- The Court of Appeal ruled that neither of the two parties has specific entitlement to commonly owned property
- Benefits granted to those in lawful unions are not available to cohabitants
Do you have joint property with the man or woman you intend to marry? If so, you have reason to be worried.
A court has ruled that in such a relationship, neither of the two parties has specific entitlement to the jointly owned property.
According to Court of Appeal judges, one cannot stake a claim to property held by his/her former partner if they were never married formally.
The verdict was a blow to Majda Povoden from Yugoslavia, who had been awarded by the High Court part of the property she jointly acquired with Ondiek Kabonyo, a Kenyan.
Ms Povoden had managed to convince the High Court that Mr Kabonyo duped her into believing he was not married when they met at a university in Yugoslavia, where both were students in 1964.
The two were married and opened a joint account from which they grew their wealth. But on coming to Kenya, Povoden was stunned to discover that her spouse had a Kenyan wife.
The High Court gave her a share of the property but Kabonyo went to the Court of Appeal, arguing that Povoden knew all along that he was married.
The court ruled that neither of the two had specific entitlement to the jointly owned property.

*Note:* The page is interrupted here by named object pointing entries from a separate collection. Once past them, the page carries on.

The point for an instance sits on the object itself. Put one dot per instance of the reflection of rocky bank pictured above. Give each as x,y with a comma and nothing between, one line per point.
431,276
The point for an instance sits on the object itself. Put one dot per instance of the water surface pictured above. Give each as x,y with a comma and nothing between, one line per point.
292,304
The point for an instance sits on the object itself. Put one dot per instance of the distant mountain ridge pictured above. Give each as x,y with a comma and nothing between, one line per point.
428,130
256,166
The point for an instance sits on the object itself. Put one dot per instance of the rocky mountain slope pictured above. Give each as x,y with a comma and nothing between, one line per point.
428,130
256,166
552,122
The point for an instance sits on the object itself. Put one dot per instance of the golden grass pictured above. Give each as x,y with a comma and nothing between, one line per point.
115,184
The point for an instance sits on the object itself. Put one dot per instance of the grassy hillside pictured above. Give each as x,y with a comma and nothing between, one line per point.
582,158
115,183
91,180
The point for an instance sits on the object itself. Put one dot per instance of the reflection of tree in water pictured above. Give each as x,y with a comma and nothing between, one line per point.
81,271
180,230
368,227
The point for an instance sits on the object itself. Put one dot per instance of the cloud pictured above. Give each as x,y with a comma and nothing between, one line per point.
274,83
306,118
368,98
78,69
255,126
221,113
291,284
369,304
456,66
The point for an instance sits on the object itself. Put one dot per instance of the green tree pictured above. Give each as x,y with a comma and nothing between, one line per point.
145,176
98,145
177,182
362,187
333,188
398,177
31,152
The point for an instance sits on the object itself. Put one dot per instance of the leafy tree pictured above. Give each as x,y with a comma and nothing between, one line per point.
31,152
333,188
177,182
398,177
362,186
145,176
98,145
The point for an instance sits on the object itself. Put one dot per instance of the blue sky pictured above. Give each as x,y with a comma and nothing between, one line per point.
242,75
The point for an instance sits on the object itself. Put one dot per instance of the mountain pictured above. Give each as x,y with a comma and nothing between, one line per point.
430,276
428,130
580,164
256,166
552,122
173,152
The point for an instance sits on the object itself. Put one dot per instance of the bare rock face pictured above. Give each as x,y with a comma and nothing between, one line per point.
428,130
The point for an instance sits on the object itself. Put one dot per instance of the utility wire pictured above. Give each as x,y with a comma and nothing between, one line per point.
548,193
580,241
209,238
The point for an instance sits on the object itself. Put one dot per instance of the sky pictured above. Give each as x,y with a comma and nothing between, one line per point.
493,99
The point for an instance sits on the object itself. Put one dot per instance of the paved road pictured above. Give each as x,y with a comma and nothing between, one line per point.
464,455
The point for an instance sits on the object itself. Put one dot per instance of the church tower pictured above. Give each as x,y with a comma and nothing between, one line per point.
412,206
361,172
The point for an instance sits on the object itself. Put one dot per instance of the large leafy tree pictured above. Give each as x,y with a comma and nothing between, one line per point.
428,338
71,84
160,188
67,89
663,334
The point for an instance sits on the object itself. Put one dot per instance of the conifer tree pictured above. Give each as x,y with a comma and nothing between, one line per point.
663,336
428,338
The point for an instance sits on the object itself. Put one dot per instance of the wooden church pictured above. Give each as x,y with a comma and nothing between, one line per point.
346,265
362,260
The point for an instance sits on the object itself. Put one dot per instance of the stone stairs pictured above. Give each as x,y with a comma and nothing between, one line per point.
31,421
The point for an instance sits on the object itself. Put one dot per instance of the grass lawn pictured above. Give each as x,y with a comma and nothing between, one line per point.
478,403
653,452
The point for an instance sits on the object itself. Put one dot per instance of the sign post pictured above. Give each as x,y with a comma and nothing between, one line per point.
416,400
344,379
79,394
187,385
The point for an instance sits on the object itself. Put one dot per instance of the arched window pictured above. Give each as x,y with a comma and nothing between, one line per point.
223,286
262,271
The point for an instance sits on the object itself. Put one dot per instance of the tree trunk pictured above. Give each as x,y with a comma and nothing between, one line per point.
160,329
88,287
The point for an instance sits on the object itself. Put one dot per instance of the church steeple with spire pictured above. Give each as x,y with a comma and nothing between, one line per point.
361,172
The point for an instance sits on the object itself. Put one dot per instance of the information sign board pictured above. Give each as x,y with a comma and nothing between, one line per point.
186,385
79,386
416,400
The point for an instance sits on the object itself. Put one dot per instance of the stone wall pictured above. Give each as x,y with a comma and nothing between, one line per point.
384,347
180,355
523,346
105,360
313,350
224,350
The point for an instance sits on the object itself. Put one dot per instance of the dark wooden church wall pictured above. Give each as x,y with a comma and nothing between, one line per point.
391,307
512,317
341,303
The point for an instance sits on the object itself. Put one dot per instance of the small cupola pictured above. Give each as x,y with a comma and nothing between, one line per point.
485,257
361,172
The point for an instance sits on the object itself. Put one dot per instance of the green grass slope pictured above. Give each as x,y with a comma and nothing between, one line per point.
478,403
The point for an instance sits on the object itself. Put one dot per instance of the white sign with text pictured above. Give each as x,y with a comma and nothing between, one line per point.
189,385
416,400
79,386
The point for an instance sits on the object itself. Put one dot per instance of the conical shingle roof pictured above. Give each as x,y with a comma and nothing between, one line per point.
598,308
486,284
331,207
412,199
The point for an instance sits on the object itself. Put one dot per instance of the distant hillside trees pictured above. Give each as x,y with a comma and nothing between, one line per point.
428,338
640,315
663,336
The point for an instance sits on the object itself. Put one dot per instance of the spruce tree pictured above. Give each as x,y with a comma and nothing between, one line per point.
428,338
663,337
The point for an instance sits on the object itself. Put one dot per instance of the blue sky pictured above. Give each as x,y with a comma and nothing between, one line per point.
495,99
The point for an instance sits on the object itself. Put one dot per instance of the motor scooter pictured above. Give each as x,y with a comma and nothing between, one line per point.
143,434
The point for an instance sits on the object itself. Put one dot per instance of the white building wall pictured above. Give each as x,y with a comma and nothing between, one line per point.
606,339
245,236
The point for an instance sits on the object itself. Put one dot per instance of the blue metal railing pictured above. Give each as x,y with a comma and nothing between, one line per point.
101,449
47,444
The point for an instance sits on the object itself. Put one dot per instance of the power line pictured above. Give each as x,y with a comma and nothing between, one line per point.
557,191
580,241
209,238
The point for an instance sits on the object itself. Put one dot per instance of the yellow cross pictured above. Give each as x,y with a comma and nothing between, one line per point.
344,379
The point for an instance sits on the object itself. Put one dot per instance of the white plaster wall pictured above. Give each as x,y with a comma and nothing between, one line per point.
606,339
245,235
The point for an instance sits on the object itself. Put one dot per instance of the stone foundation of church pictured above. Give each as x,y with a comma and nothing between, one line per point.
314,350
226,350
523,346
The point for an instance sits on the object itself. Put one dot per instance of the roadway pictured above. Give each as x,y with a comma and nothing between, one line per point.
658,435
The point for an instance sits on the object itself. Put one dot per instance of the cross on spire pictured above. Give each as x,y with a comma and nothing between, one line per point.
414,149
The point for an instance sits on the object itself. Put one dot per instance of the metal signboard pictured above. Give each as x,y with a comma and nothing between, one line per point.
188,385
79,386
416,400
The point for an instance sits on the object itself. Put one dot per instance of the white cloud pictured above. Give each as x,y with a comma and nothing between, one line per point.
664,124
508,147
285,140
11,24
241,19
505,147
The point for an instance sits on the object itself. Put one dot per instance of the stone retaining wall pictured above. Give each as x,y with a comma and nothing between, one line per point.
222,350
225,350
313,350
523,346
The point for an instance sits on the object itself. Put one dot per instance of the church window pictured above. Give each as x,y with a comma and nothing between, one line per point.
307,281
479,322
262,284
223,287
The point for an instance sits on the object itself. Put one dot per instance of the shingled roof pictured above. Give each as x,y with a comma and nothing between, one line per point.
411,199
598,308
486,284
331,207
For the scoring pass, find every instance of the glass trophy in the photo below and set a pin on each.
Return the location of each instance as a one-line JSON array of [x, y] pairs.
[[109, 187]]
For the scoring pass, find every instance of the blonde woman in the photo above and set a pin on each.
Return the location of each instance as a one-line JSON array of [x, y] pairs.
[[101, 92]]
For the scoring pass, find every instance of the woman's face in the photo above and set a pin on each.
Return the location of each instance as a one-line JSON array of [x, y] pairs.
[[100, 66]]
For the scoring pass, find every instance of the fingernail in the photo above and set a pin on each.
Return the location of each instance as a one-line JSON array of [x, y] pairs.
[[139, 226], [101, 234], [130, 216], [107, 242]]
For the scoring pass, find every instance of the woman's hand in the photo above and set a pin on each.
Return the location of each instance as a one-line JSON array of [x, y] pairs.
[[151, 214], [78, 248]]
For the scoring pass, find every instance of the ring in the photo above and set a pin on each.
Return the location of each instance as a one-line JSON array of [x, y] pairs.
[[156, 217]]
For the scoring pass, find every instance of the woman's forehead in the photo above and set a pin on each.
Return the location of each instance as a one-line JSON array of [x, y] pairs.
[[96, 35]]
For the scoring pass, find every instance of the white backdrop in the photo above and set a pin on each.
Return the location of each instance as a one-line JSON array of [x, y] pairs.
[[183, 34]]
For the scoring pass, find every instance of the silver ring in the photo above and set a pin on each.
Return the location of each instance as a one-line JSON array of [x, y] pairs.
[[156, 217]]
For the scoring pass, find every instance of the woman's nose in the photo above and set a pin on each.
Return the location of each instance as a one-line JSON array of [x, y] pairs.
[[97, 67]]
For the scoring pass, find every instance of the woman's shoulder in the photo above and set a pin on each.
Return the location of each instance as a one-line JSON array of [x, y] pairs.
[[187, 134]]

This means that one owns a 50 per cent share that cannot be divided in favour of either partner no matter how little or much one has contributed.
The High Court had awarded Povoden 95 per cent of one property and 50 per cent of a second one. Kabonyo got 5 per cent and 50 per cent respectively.
But Court of Appeal judges William Ouko, Asike Makhandia and Agnes Murgor ruled that the High Court was wrong as the two were never husband and wife.
“All they did together while labouring under that mistake pointed to a clear intention of joint investment and joint ownership without assigning any portion to any one of them,” the judges found.
The Court of Appeal allowed each party to keep what they were holding and ordered that they should conduct transfers to each other, thus ending an 11-year legal battle.
“It follows therefore that the benefits granted to a lawful marriage are not available to cohabitees who are deemed never to have been married at all. As they would say in Latin in the days of old, "Nihil fit ex nihilo" (out of nothing, nothing comes), the judges found.
They observed that those interested in living together without marrying each other exposed themselves to legal hurdles.
“Such unions present many challenges for those involved and are fraught with legal uncertainties,” they said.
The two met at the University of Ljubljana, where Povoden was an architectural engineering student and Kabonyo studied agronomy.
They got married in September 1964 in the same country. Four years later, they both came to Kenya and lived as a husband and wife and had three children.
All this time, the woman told the court, she did not know that the man was married to one Christina Anyonyo. It took 15 years for Povoden to discover Kabonyo was someone else’s husband.
But Kabonyo told the court that when they got married, Povoden was aware that he had a wife back home.
Povoden filed a case in the High Court and the marriage was annulled although they continued to live together in the same house for one more year.
Povoden then went after two properties they had acquired during their union. Both were registered as joint properties.
According to her, they acquired the first property by virtue of her work as an architect with the National Housing Corporation.
The judges were told that she paid Sh17,200, being 10 per cent of the purchase price, from the joint account and that the remainder was settled through her savings in Yugoslavia, a gift from her mother and some direct deposit.
The second property was allocated to Kabonyo by the Government. He paid Sh16,035 to settle the purchase price from the joint account and had it registered under their joint names.